At the end of last month an anti-lockdown protest organised online by a group called RiseUp Éireann turned violent with at least three gardaí injured and dozens arrested. While much of the crowd was peaceful, several groups began to abuse gardaí and instigate violence including members of the far-right National Party, the Irish branch of the Proud Boys and former members of Generation Identity.

Following the violence, most of the crowd walked to the GPO on O’Connell Street where they were addressed by anti-lockdown speakers.

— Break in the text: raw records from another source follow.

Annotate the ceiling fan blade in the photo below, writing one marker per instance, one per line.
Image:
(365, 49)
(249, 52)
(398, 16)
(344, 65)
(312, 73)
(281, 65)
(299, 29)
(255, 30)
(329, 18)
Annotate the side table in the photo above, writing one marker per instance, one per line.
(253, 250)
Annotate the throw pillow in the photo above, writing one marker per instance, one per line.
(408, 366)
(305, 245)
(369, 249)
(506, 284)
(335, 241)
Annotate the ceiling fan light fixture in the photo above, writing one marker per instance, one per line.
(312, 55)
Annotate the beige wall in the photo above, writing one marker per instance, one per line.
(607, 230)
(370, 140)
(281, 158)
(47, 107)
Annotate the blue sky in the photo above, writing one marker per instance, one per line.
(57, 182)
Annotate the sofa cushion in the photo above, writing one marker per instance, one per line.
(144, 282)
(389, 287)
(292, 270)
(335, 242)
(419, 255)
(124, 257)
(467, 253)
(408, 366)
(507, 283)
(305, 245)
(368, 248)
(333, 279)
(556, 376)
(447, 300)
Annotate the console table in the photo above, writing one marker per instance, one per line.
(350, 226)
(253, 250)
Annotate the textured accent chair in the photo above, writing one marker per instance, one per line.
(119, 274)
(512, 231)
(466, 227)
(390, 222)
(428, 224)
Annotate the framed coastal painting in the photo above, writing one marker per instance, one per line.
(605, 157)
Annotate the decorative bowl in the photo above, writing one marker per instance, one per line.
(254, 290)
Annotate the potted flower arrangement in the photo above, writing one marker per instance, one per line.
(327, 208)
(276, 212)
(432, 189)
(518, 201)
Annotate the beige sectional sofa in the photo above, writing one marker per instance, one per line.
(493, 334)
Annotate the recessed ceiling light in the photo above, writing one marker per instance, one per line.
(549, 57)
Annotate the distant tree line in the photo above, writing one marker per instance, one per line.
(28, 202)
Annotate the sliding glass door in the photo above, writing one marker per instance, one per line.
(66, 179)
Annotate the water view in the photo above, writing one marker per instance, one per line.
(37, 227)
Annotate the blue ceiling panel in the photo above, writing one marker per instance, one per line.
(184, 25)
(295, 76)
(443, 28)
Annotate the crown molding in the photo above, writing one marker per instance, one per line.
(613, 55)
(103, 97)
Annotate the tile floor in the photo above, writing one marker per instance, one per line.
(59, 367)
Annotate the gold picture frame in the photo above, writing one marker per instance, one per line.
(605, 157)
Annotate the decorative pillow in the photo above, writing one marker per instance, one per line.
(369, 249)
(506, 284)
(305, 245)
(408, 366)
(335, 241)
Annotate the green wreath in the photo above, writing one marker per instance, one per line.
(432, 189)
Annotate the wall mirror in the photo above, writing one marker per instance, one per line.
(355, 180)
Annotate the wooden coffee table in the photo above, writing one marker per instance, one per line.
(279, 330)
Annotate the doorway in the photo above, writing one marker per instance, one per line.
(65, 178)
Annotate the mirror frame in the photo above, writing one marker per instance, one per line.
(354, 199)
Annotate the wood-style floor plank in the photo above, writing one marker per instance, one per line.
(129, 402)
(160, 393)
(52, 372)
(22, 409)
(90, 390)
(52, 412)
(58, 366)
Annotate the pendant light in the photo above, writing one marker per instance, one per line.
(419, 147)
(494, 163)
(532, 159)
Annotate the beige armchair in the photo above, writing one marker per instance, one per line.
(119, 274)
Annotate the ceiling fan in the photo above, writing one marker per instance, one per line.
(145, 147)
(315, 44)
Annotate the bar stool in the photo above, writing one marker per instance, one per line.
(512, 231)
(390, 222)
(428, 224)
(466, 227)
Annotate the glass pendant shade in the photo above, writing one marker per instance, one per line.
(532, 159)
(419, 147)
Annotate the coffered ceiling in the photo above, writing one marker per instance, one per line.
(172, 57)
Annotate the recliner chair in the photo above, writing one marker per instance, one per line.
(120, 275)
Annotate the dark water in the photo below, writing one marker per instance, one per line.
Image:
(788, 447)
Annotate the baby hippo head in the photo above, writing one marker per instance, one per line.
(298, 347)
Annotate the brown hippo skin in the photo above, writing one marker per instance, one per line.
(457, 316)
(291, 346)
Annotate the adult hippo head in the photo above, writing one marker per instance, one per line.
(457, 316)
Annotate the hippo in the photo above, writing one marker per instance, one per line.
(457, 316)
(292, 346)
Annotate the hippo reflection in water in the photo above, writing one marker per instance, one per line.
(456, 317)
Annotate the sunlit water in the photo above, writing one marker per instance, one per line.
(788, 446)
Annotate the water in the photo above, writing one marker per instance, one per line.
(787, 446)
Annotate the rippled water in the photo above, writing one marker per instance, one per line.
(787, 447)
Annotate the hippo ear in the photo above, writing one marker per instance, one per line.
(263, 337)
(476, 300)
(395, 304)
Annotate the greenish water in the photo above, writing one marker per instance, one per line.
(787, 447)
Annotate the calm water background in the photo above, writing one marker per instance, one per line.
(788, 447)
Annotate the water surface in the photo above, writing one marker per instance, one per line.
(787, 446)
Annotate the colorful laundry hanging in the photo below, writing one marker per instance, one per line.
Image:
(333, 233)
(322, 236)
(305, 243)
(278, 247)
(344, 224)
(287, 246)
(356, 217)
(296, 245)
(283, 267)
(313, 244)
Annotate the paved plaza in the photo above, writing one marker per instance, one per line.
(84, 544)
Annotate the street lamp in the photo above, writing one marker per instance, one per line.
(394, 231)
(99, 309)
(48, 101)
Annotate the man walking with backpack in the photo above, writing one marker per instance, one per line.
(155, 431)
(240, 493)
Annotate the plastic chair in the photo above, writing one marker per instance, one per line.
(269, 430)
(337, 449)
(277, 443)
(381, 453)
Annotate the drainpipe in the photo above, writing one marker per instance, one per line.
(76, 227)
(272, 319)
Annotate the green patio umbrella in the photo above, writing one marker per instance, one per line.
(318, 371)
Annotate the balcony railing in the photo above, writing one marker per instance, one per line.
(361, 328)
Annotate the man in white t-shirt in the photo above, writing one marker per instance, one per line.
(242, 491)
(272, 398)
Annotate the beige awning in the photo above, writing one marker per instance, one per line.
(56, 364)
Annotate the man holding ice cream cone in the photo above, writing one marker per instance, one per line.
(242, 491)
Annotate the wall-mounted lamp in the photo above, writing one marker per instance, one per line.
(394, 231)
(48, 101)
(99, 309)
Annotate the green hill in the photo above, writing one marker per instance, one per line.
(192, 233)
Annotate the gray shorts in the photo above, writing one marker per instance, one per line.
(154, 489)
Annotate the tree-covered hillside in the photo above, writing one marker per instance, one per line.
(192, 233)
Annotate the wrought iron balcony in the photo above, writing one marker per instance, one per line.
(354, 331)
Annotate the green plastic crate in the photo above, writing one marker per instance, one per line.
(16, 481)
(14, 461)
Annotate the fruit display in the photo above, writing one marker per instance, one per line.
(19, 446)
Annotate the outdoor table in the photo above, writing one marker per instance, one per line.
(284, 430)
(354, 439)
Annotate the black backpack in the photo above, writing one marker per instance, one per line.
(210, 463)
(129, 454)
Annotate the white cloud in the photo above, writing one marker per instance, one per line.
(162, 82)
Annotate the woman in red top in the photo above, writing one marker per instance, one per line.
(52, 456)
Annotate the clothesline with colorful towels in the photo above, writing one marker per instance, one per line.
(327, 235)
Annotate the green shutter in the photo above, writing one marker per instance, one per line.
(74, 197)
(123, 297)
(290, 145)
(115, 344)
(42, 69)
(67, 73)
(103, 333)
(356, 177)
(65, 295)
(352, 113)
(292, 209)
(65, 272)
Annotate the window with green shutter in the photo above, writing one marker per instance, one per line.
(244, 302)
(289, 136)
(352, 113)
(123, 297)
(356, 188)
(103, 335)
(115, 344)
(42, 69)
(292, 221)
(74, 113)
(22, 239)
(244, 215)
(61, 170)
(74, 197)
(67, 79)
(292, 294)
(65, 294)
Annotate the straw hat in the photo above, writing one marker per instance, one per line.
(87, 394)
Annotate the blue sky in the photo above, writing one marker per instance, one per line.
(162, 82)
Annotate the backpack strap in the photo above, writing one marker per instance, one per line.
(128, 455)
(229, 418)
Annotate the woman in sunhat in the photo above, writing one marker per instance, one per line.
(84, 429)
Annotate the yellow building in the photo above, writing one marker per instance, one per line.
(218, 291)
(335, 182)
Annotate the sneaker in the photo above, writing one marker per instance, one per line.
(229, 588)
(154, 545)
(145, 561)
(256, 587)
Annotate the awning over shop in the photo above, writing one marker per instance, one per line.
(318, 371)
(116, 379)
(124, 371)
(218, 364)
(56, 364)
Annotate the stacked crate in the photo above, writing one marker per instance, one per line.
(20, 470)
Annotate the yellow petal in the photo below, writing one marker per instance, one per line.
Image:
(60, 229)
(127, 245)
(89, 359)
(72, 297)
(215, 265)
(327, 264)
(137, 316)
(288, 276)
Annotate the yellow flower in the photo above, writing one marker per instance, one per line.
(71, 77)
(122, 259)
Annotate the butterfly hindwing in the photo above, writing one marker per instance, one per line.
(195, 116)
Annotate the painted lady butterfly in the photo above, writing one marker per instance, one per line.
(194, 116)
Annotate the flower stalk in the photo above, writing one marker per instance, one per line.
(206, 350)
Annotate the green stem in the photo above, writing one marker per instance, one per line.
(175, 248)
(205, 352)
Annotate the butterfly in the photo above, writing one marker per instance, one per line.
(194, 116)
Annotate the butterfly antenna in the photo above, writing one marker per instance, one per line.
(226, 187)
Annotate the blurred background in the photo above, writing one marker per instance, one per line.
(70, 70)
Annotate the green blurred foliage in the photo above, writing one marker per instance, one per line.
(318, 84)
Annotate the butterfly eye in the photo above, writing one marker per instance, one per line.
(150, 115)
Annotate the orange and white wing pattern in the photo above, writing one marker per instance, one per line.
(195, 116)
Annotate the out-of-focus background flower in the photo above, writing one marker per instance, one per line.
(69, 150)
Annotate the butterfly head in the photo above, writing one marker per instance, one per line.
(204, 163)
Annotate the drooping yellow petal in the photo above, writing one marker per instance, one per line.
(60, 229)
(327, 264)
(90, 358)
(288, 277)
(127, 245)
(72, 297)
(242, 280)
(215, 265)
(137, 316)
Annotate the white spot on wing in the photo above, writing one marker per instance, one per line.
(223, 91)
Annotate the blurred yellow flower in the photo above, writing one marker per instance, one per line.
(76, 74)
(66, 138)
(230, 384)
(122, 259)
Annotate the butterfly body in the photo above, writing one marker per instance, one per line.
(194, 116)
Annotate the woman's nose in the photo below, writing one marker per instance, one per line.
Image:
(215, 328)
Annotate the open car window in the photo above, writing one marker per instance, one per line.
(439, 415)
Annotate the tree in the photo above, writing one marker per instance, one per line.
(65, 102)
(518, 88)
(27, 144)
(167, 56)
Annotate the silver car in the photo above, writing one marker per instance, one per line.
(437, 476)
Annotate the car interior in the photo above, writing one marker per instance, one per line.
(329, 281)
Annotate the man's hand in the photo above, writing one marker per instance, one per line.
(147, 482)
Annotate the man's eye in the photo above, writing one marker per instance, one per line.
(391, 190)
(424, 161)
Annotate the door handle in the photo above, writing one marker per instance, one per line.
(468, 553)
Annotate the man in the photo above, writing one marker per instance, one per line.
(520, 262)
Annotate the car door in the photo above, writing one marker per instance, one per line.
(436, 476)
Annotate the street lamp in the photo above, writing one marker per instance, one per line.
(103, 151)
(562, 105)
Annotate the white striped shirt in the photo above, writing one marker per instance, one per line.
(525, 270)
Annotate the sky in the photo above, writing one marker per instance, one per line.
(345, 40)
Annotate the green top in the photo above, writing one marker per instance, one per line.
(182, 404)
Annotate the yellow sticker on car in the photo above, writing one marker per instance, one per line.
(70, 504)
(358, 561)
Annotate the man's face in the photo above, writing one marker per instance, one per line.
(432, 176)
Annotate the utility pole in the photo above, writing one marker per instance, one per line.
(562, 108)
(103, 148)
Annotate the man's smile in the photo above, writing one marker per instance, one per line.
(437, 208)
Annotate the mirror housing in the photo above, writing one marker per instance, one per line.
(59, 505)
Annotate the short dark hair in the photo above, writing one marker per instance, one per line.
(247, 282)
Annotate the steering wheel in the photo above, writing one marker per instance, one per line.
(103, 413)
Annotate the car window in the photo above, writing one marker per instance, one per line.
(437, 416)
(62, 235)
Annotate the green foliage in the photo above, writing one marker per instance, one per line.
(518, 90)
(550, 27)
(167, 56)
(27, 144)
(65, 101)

RiseUp Éireann declared the event a success. “Ireland rose up!” it posted. “The greatest awakening is here.”

The group uses its social media accounts to call for an immediate end to lockdown and to spread conspiracy theories, including that Covid-19 is a hoax.

Gardaí have been monitoring public anti-lockdown and far-right groups online and have attempted to liaise with protest organisers in the past to put in place crowd and traffic management plans.

It is understood the is no concrete intelligence suggesting there will be violence on Wednesday. However sources add that plans for violence usually take place on encrypted messaging services, rather than on public forums.

Currently the main worry for protests on St Patrick’s day is people engaging in anti-social behaviour after consuming alcohol, security sources say.

The Garda Public Order Unit will be on standby in Dublin on Wednesday but will likely retain a discreet presence unless needed.